Notation: Relation1 - Relation2
Example:Difference between the Fname and Lname of Student and Employee.
ΠFname, Lname (Student) - ΠFname, Lname (Employee)
Database User:
1.Application Programmers
2.End Users
3.Database Administrators (DBA)
Application Programmers:
Write applications for database users.
Know structure of the database.
Know needs of an organization.
End Users
Naïve Users:
Use database applications.
No interaction with other parts of the database.
Not interested in the inner workings of the database.
Sophisticated Users:
Have some additional rights over the Naïve users.
Can access data in more ways.
They need to be aware of the database structure.
Database Administrators (DBA):
Most technical class of database users.
Know how to design and manage the database.
Responsible for making database backups and recovering data in case of problems.
Components of DBMS:
1.User Interface
2.Data Definition Language (DDL) and Data Manipulation Language (DML) Compilers
3.System Catalog/Data Dictionary
4.Runtime Database Processor
5.Concurrency Control, Backup, & Recovery Manager
1.User Interface:
Web Forms
Application Front Ends
SQL Command Line Interface
2. DDL and DML Compilers:
DDL compiler processes schema definitions and stores descriptions of the schema in the system catalog.
DML compiler is responsible for compiling DML commands into object code to access the database.

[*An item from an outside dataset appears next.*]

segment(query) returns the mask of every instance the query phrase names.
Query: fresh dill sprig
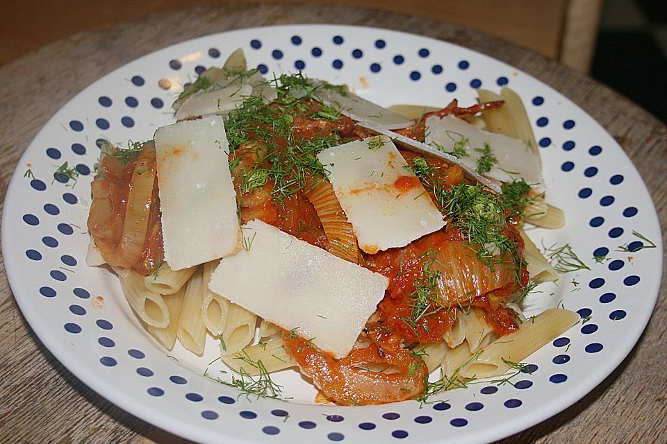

3.System Catalog/Data Dictionary:
Stores information about the database itself.
Including schema, procedures, functions, triggers, and much more.
Every time a DDL statement is run, the data dictionary becomes modified
4. Runtime Database Processor:
Executes privileged commands while communicating with system catalog.
Executes the compiled queries.
5.Concurrency Control, Backup, & Recovery Manager:
Supports multiple user interaction.
Backup the database (scheduled or nonscheduled).
Recovers the database in case of system crash.